Dana Polan, New York University
“Situating Hollywood film among other popular arts of the times, such as theater or the novel or radio drama, Bordwell convincingly shows how movies were key cases of what he terms ‘moderate modernism’ and explored and expanded storytelling possibilities. Having seen everything, read everything, and thought brilliantly about everything, Bordwell delivers the definitive poetics of American cinema as narrative act and narrative art.”

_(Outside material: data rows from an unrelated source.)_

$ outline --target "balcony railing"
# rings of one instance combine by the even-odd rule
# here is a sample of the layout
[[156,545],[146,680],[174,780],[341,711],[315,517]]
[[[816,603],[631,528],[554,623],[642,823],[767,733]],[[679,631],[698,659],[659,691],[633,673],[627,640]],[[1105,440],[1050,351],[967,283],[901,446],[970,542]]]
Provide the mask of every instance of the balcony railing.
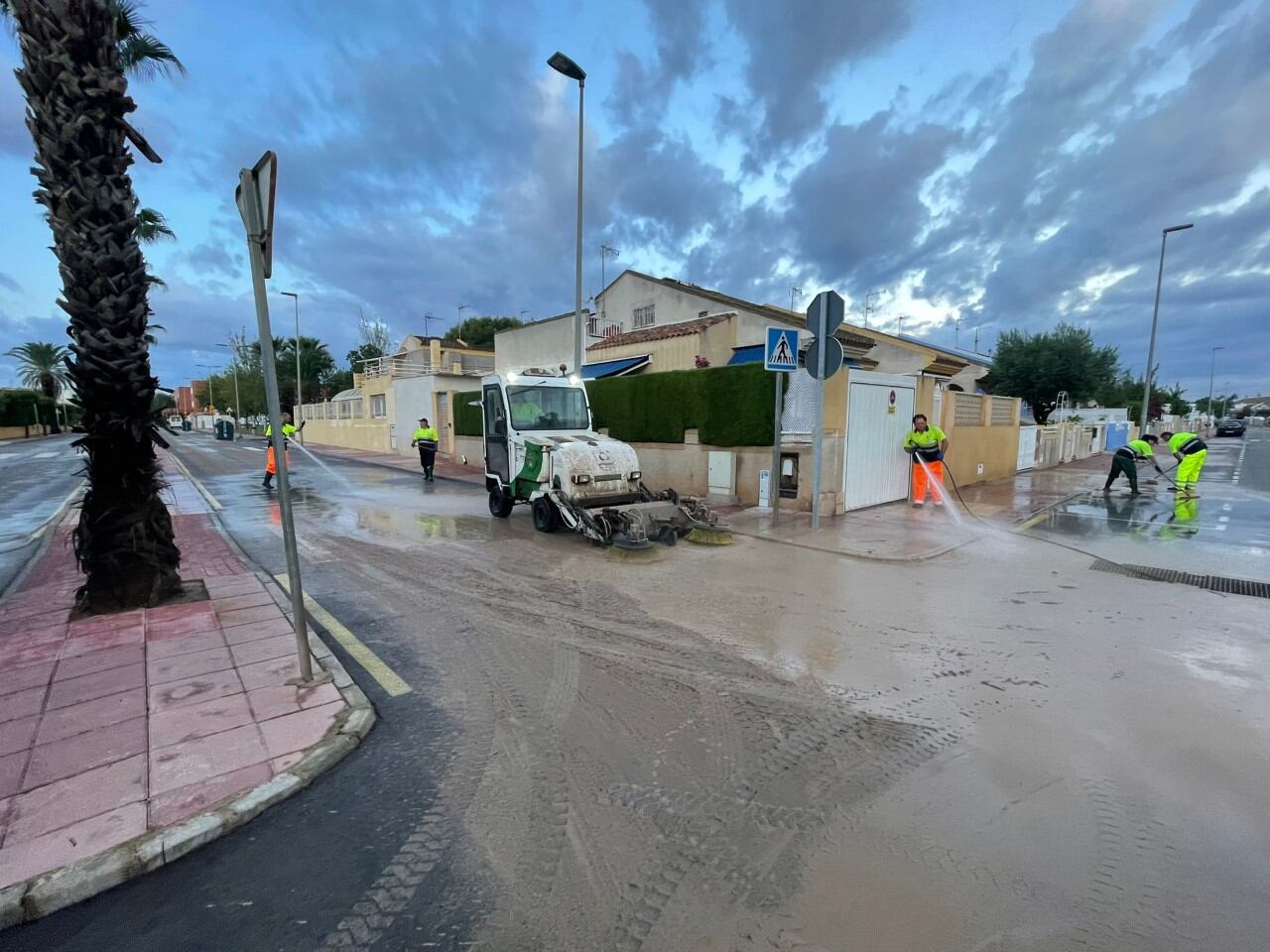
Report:
[[375,357],[362,360],[362,376],[371,377],[427,377],[448,373],[455,377],[484,377],[494,372],[493,357],[474,357],[472,354],[447,354],[442,352],[441,362],[433,363],[427,350],[414,350],[408,354]]

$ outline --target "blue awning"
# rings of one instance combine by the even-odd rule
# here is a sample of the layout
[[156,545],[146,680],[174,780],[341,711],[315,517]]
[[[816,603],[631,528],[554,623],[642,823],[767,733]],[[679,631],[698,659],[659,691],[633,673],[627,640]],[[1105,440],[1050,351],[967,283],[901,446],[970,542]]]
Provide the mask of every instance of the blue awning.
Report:
[[[803,364],[803,358],[806,357],[806,350],[799,350],[798,362],[799,366]],[[734,347],[732,349],[732,357],[728,358],[728,366],[732,367],[735,363],[762,363],[763,362],[763,345],[753,344],[752,347]],[[852,360],[850,357],[842,359],[843,367],[860,368],[859,360]]]
[[[762,348],[759,348],[762,349]],[[762,360],[762,354],[758,357]],[[602,377],[625,377],[627,373],[641,371],[649,364],[648,354],[639,357],[618,357],[612,360],[597,360],[582,366],[583,380],[599,380]]]

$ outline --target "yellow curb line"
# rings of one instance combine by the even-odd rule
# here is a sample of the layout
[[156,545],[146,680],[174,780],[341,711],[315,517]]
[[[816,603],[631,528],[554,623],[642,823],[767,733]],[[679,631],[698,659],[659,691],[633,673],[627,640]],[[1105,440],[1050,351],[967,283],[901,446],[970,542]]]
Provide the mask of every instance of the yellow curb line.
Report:
[[177,468],[180,470],[180,475],[184,476],[190,482],[193,482],[194,484],[194,489],[197,489],[199,493],[203,494],[203,499],[207,500],[207,504],[211,505],[212,509],[224,509],[225,508],[225,506],[221,505],[221,501],[216,496],[213,496],[211,493],[208,493],[207,486],[204,486],[202,482],[199,482],[198,477],[194,476],[194,473],[192,473],[189,470],[185,468],[185,463],[183,463],[179,458],[177,458],[177,454],[174,452],[171,452],[169,449],[168,451],[168,456],[170,456],[171,461],[174,463],[177,463]]
[[[283,589],[288,593],[291,592],[286,572],[274,575],[273,578],[279,585],[282,585]],[[344,646],[344,650],[348,651],[348,654],[366,669],[367,674],[380,683],[380,687],[384,688],[389,696],[400,697],[401,694],[409,694],[413,691],[413,688],[406,684],[396,671],[384,664],[377,654],[363,645],[353,632],[340,625],[335,616],[318,604],[312,595],[307,593],[305,593],[305,609],[314,617],[314,621],[330,632],[330,636],[335,638],[335,641]]]

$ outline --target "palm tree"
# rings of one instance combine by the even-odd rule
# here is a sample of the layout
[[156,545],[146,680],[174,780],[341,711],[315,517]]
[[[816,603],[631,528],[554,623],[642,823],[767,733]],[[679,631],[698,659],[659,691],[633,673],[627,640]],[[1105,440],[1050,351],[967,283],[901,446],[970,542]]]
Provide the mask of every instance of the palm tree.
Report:
[[32,390],[38,390],[50,400],[61,396],[62,388],[70,383],[66,374],[66,358],[71,352],[60,344],[32,341],[10,348],[5,357],[18,358],[18,372],[22,382]]
[[[128,176],[136,109],[102,0],[6,0],[17,22],[36,143],[36,201],[48,211],[70,317],[70,378],[84,407],[88,493],[75,528],[81,611],[137,608],[180,590],[180,552],[159,493],[157,381],[146,338],[145,260]],[[141,140],[144,142],[144,140]],[[138,150],[145,154],[149,146]]]

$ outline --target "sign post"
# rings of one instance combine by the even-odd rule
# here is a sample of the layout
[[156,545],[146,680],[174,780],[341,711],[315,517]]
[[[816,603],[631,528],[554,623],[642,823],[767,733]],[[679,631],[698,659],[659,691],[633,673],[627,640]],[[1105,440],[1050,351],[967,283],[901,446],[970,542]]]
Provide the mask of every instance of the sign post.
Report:
[[767,481],[772,522],[781,518],[781,388],[785,374],[798,369],[798,331],[792,327],[768,327],[763,345],[763,369],[776,373],[776,409],[772,411],[772,472]]
[[[812,531],[820,528],[820,461],[824,456],[824,381],[842,367],[842,341],[833,331],[842,324],[846,305],[837,291],[822,291],[806,308],[806,326],[815,344],[806,354],[806,371],[817,380],[815,424],[812,430]],[[836,354],[829,357],[829,352]]]
[[[300,683],[316,684],[330,680],[323,673],[314,678],[309,654],[309,632],[305,597],[300,588],[300,555],[296,551],[296,524],[291,509],[291,482],[287,479],[286,439],[282,433],[282,404],[278,400],[278,372],[273,359],[273,333],[269,329],[269,301],[264,279],[273,272],[273,193],[277,183],[278,156],[272,151],[260,156],[253,169],[239,173],[234,194],[243,225],[246,228],[248,255],[251,259],[251,289],[255,292],[255,319],[260,331],[260,362],[264,364],[264,393],[269,405],[271,440],[278,471],[278,504],[282,509],[282,543],[287,555],[287,588],[291,590],[291,617],[296,630],[296,655],[300,660]],[[288,682],[288,684],[292,682]]]

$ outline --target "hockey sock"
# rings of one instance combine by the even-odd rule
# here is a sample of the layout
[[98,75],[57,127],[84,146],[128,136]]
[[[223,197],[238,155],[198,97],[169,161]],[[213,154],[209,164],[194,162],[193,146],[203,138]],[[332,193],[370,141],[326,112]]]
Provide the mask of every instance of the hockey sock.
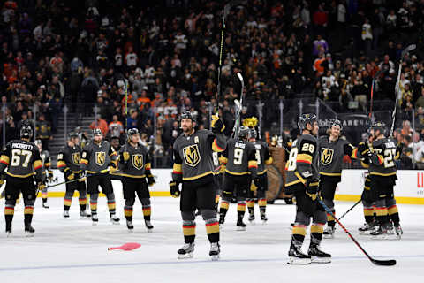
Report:
[[15,206],[12,204],[6,204],[4,206],[4,220],[6,221],[6,231],[11,229],[11,221],[13,220],[13,214],[15,213]]
[[311,246],[313,244],[319,245],[322,239],[322,233],[324,233],[324,224],[313,223],[311,226]]
[[152,215],[152,208],[150,206],[150,199],[149,198],[142,198],[141,205],[143,207],[143,216],[144,220],[150,220],[150,216]]
[[249,198],[246,201],[246,203],[247,204],[247,210],[249,210],[249,214],[254,214],[254,199]]
[[64,197],[64,210],[69,211],[72,203],[72,196],[65,195]]
[[34,205],[26,205],[24,210],[25,226],[31,226],[31,222],[33,221],[33,214],[34,214]]
[[237,220],[238,221],[243,220],[245,212],[246,212],[246,202],[238,201],[237,203]]
[[265,214],[265,211],[267,210],[267,199],[266,198],[261,198],[258,201],[259,204],[259,211],[261,211],[261,214]]
[[116,212],[115,195],[113,193],[109,194],[106,195],[106,197],[108,198],[109,213],[110,215],[115,214]]
[[124,206],[124,215],[126,220],[132,221],[132,205],[125,204],[125,206]]
[[194,220],[183,220],[184,242],[194,242],[196,237],[196,222]]
[[399,219],[399,211],[398,210],[398,206],[396,206],[396,204],[390,206],[388,208],[388,212],[391,218],[391,221],[393,221],[393,224],[398,225],[400,219]]
[[80,197],[78,199],[79,203],[80,203],[80,209],[81,211],[84,211],[86,209],[87,209],[87,197],[84,196],[84,197]]
[[296,247],[302,246],[305,235],[307,234],[307,226],[295,223],[292,233],[292,243]]

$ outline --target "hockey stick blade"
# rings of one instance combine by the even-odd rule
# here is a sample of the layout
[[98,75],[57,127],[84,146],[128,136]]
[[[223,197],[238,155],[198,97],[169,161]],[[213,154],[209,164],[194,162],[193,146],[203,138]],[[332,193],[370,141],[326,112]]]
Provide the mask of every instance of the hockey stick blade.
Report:
[[371,262],[375,265],[382,265],[382,266],[393,266],[396,265],[395,259],[388,259],[388,260],[379,260],[379,259],[371,259]]

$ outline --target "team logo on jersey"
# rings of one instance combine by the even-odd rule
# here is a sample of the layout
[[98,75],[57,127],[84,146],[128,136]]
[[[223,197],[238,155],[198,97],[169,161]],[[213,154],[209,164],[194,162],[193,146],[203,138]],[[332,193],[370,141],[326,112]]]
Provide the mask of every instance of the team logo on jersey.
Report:
[[201,152],[197,144],[190,145],[183,149],[184,160],[187,165],[196,166],[201,162]]
[[143,155],[141,154],[132,155],[132,165],[137,170],[140,170],[141,168],[143,168]]
[[80,152],[72,153],[72,163],[78,165],[80,164],[80,161],[81,161],[81,155],[80,154]]
[[99,166],[103,165],[105,161],[106,161],[106,152],[98,151],[98,152],[95,153],[95,163]]
[[321,149],[321,163],[322,165],[328,165],[333,161],[334,149]]

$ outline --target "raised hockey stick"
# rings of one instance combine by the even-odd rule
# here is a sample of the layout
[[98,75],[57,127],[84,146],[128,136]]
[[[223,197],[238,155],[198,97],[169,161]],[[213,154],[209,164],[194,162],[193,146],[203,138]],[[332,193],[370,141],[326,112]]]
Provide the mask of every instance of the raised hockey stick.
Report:
[[141,245],[139,244],[138,242],[127,242],[127,243],[125,243],[124,245],[119,246],[119,247],[108,248],[108,250],[120,249],[120,250],[128,251],[128,250],[132,250],[132,249],[139,249],[140,247],[141,247]]
[[329,207],[327,205],[325,205],[325,203],[321,200],[321,197],[318,197],[317,200],[318,200],[318,203],[320,203],[320,204],[327,211],[327,213],[330,214],[334,218],[334,220],[336,220],[336,222],[337,222],[337,224],[340,226],[340,227],[342,227],[342,229],[344,230],[344,232],[349,235],[351,240],[353,241],[353,242],[356,244],[356,246],[358,246],[358,248],[360,248],[360,249],[365,254],[365,256],[367,256],[367,257],[368,257],[368,259],[371,261],[371,263],[373,263],[375,265],[384,265],[384,266],[391,266],[391,265],[396,264],[396,260],[395,259],[380,260],[380,259],[375,259],[375,258],[371,257],[368,255],[368,253],[364,249],[364,248],[362,248],[362,246],[360,245],[360,243],[355,240],[355,238],[353,238],[353,236],[349,233],[349,231],[344,227],[344,226],[337,219],[337,218],[336,218],[336,216],[331,211],[331,210],[329,209]]
[[362,202],[362,200],[359,200],[358,202],[356,202],[355,204],[353,204],[352,207],[351,207],[346,212],[344,212],[341,217],[338,218],[338,220],[340,220],[340,219],[343,218],[344,216],[346,216],[346,214],[349,213],[352,210],[353,210],[353,209],[355,208],[355,206],[357,206],[358,204],[360,204],[360,202]]
[[241,90],[240,90],[240,100],[235,100],[234,103],[236,104],[236,121],[234,123],[234,127],[232,128],[232,135],[233,137],[237,138],[238,136],[238,130],[240,129],[240,112],[243,108],[243,96],[245,92],[245,81],[243,80],[243,76],[241,73],[238,73],[237,77],[241,83]]
[[400,74],[402,73],[402,62],[404,61],[404,57],[406,56],[406,54],[415,50],[416,47],[417,46],[415,44],[408,45],[405,50],[402,50],[402,53],[400,55],[399,69],[398,71],[398,81],[396,82],[396,85],[395,85],[395,94],[396,94],[395,106],[393,108],[393,112],[391,114],[390,136],[393,135],[393,131],[395,130],[396,110],[398,108],[398,102],[399,100],[399,96],[400,96]]
[[373,120],[374,84],[375,83],[375,80],[380,78],[382,71],[383,70],[378,70],[377,73],[374,74],[373,82],[371,83],[371,102],[369,105],[369,118],[371,119],[371,121]]
[[221,28],[221,43],[219,46],[219,60],[218,60],[218,83],[216,85],[217,91],[216,91],[216,113],[218,112],[218,108],[219,108],[219,97],[221,97],[221,72],[222,72],[222,67],[223,67],[223,34],[225,33],[225,19],[227,19],[228,14],[230,13],[230,10],[231,10],[231,7],[243,4],[245,1],[240,1],[240,0],[233,0],[229,2],[224,7],[223,7],[223,24],[222,24],[222,28]]

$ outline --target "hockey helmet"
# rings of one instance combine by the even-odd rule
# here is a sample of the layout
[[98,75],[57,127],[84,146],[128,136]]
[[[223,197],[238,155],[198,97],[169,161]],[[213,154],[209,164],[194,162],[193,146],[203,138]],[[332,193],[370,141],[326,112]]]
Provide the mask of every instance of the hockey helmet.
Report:
[[103,133],[102,133],[102,131],[100,129],[94,129],[93,130],[93,135],[94,136],[96,136],[96,135],[103,136]]
[[20,138],[31,139],[33,137],[33,129],[28,125],[24,125],[20,128]]
[[182,120],[183,119],[189,119],[192,120],[193,123],[196,122],[196,119],[194,119],[192,112],[190,112],[190,111],[185,111],[185,112],[181,113],[180,120]]
[[314,113],[302,114],[299,118],[298,126],[300,130],[305,130],[307,128],[307,124],[310,124],[312,126],[315,121],[317,121],[315,114]]
[[238,138],[244,140],[244,139],[248,139],[249,138],[249,134],[250,134],[250,129],[246,126],[240,126],[240,129],[238,130]]

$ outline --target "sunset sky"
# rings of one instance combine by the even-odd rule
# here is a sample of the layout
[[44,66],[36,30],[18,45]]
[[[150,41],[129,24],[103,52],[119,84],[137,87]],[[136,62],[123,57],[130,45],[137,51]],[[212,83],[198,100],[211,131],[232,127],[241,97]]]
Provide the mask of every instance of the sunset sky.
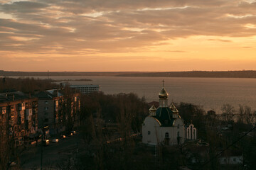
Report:
[[254,0],[0,0],[0,69],[256,69]]

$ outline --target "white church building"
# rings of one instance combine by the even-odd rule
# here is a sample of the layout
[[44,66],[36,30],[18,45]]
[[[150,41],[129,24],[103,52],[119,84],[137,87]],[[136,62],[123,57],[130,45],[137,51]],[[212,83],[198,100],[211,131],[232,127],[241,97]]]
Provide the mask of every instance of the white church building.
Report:
[[159,107],[156,108],[153,105],[149,109],[149,115],[146,117],[142,124],[143,143],[174,145],[183,143],[186,137],[191,140],[196,138],[196,135],[194,135],[196,134],[196,129],[193,125],[193,130],[195,131],[193,131],[192,137],[175,106],[168,105],[168,96],[163,84],[159,94]]

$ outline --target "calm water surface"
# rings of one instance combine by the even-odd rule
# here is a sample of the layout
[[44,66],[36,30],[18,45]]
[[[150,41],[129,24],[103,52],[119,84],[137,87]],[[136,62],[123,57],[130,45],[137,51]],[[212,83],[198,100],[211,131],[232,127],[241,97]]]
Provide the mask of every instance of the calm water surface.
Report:
[[[40,77],[46,79],[47,77]],[[256,109],[256,79],[169,78],[117,76],[51,76],[53,79],[90,79],[92,81],[70,81],[70,84],[100,84],[105,94],[135,93],[149,102],[158,101],[164,86],[169,102],[187,102],[202,106],[206,110],[220,112],[223,104],[239,104]]]

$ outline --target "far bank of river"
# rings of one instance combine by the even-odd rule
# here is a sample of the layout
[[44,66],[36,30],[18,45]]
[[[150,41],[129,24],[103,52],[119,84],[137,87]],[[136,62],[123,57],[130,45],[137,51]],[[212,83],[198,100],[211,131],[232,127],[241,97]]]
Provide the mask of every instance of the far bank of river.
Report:
[[[39,76],[47,79],[47,76]],[[50,76],[55,80],[68,79],[70,84],[100,84],[107,94],[134,93],[146,101],[158,101],[158,94],[164,79],[169,103],[186,102],[202,106],[206,110],[221,112],[223,104],[235,108],[239,105],[256,109],[256,79],[236,78],[172,78],[122,76]],[[74,79],[92,81],[73,81]],[[71,80],[73,79],[73,80]]]

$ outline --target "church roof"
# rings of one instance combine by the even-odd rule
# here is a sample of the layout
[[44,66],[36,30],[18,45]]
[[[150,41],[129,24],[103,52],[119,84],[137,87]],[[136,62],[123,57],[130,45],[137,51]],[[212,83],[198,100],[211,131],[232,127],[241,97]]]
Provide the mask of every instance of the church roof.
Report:
[[160,98],[166,99],[168,98],[169,94],[167,93],[166,90],[163,86],[162,89],[159,94],[159,96]]
[[174,105],[174,103],[171,103],[171,106],[170,106],[171,110],[174,112],[174,113],[178,113],[178,109],[175,107],[175,106]]
[[161,124],[161,126],[173,126],[174,118],[172,118],[173,111],[169,107],[158,108],[154,116]]
[[156,107],[152,105],[151,108],[149,108],[149,111],[155,111],[156,110]]

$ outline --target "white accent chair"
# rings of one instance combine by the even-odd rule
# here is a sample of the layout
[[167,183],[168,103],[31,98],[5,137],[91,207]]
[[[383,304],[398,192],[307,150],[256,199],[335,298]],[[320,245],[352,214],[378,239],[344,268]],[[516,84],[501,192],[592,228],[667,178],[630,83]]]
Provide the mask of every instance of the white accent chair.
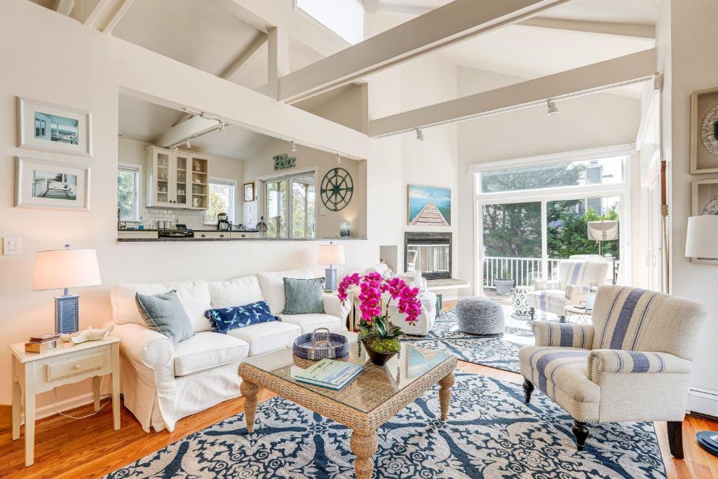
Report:
[[558,279],[533,280],[533,291],[526,296],[531,320],[536,310],[541,310],[557,315],[562,322],[565,322],[565,307],[585,301],[592,283],[604,284],[610,266],[605,261],[559,261]]

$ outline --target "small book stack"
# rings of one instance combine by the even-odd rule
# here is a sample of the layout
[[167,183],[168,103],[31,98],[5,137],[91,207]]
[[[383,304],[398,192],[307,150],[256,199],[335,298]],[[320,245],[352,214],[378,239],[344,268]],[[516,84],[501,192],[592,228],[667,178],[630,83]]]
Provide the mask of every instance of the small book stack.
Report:
[[39,336],[32,336],[30,340],[25,343],[25,353],[45,353],[57,347],[57,340],[60,335],[56,332],[48,332]]
[[341,389],[359,376],[363,368],[360,364],[322,359],[297,373],[294,379],[330,389]]

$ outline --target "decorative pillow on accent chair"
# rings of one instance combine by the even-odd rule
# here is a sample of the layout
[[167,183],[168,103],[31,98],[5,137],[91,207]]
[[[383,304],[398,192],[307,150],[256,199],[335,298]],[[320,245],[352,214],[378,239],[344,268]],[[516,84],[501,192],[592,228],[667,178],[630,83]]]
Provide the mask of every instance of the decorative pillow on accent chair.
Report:
[[212,323],[215,332],[223,334],[227,334],[230,330],[250,325],[281,321],[279,316],[271,314],[269,304],[266,301],[258,301],[244,306],[208,310],[205,312],[205,316]]
[[284,278],[285,315],[324,314],[324,278]]
[[164,335],[174,344],[195,335],[177,290],[154,295],[136,293],[135,302],[147,327]]

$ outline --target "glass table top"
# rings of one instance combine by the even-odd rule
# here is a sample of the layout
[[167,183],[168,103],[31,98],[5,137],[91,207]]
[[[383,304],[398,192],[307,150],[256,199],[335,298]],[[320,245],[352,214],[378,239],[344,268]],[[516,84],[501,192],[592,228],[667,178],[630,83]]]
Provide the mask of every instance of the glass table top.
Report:
[[244,363],[358,411],[369,412],[453,357],[445,351],[424,349],[411,342],[402,342],[399,353],[384,366],[378,366],[369,361],[363,345],[361,354],[357,354],[355,333],[341,334],[349,339],[349,355],[337,361],[362,364],[364,368],[355,379],[338,391],[294,380],[294,375],[316,361],[295,356],[291,348],[250,358]]

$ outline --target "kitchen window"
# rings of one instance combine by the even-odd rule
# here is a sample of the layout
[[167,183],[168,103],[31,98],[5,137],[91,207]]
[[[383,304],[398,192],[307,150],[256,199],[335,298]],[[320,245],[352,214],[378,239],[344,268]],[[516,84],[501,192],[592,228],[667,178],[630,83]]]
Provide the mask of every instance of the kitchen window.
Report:
[[117,208],[121,221],[139,221],[141,167],[120,164],[117,168]]
[[235,197],[237,182],[223,178],[210,178],[209,201],[205,211],[205,224],[216,225],[217,215],[227,213],[227,219],[234,223]]

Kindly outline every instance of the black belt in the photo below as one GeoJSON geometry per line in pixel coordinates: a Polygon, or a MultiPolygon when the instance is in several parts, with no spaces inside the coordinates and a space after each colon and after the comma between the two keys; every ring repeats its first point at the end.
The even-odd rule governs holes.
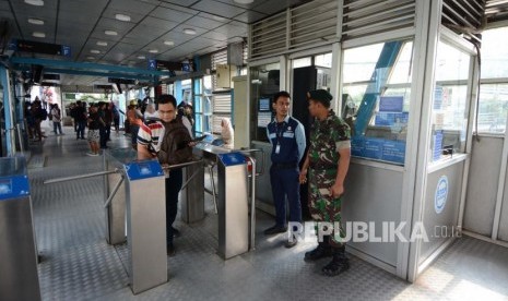
{"type": "Polygon", "coordinates": [[[336,165],[334,164],[321,164],[321,162],[318,162],[318,164],[309,164],[309,167],[311,169],[336,169],[336,165]]]}
{"type": "Polygon", "coordinates": [[[298,164],[297,162],[272,162],[273,168],[279,168],[279,169],[290,169],[290,168],[297,168],[298,164]]]}

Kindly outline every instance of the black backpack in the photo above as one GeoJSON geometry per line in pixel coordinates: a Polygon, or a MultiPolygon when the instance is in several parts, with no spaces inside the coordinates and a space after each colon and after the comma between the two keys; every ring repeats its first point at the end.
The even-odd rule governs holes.
{"type": "Polygon", "coordinates": [[[168,165],[191,161],[193,158],[192,147],[189,146],[191,141],[189,131],[179,120],[165,124],[161,150],[157,154],[158,161],[168,165]]]}

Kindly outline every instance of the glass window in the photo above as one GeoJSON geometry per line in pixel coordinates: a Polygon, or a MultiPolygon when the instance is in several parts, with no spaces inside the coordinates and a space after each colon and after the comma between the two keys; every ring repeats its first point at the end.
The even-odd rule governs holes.
{"type": "Polygon", "coordinates": [[[267,124],[272,119],[270,104],[272,96],[281,87],[281,64],[270,63],[250,68],[250,99],[251,101],[251,137],[257,141],[268,141],[267,124]]]}
{"type": "Polygon", "coordinates": [[[482,34],[482,81],[496,80],[480,86],[477,108],[479,133],[504,133],[508,111],[508,27],[482,34]]]}
{"type": "Polygon", "coordinates": [[[439,41],[432,117],[432,161],[465,152],[470,60],[470,55],[439,41]]]}
{"type": "Polygon", "coordinates": [[[314,64],[317,67],[332,68],[332,53],[318,55],[314,57],[314,64]]]}
{"type": "Polygon", "coordinates": [[[302,67],[309,67],[311,64],[312,64],[312,61],[311,61],[310,57],[293,60],[293,69],[294,68],[302,68],[302,67]]]}
{"type": "Polygon", "coordinates": [[[479,133],[504,133],[508,113],[508,82],[480,87],[479,133]]]}
{"type": "Polygon", "coordinates": [[[352,155],[404,164],[412,82],[411,40],[344,51],[342,118],[352,130],[352,155]]]}

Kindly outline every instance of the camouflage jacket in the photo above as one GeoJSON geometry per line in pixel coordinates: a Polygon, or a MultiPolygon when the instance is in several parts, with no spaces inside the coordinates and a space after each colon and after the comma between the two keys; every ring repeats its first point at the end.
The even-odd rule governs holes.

Janet Staiger, University of Texas at Austin
“As our premier analyst of cinematic storytelling, Bordwell plunges us into Hollywood movies in the 1940s, brilliantly opening up the era’s productive innovations in narrative and narration. Along the way, he explains experiments with devices such as amnesia, cine-portraiture, converging-fates and episode plots, focused space, ghost-movie rules, hooks, impression management, interruptive flashbacks, the omnibus format, polyphonic voice-overs, rhythms of replacement, the switcheroo, and the traveling object. What a treasure for lovers of cinema.”
James Naremore, Indiana University Bloomington
“No other critic or historian comes close to the sort of comprehensive discussion of the period that Bordwell gives in Reinventing Hollywood. With an encyclopedic knowledge of movie history, he seems to have seen everything. His research is prodigious, filled with fascinating details about how specific scripts were written and revised. Despite this, there isn’t a whiff of pretention in his writing, which is not only lucid but also witty and engaging.”
PopMatters
"Bordwell effectively argues that the change in the era of bold, different, sometimes difficult films from the '40s made a permanent mark of cinematic storytelling that resonates to this day."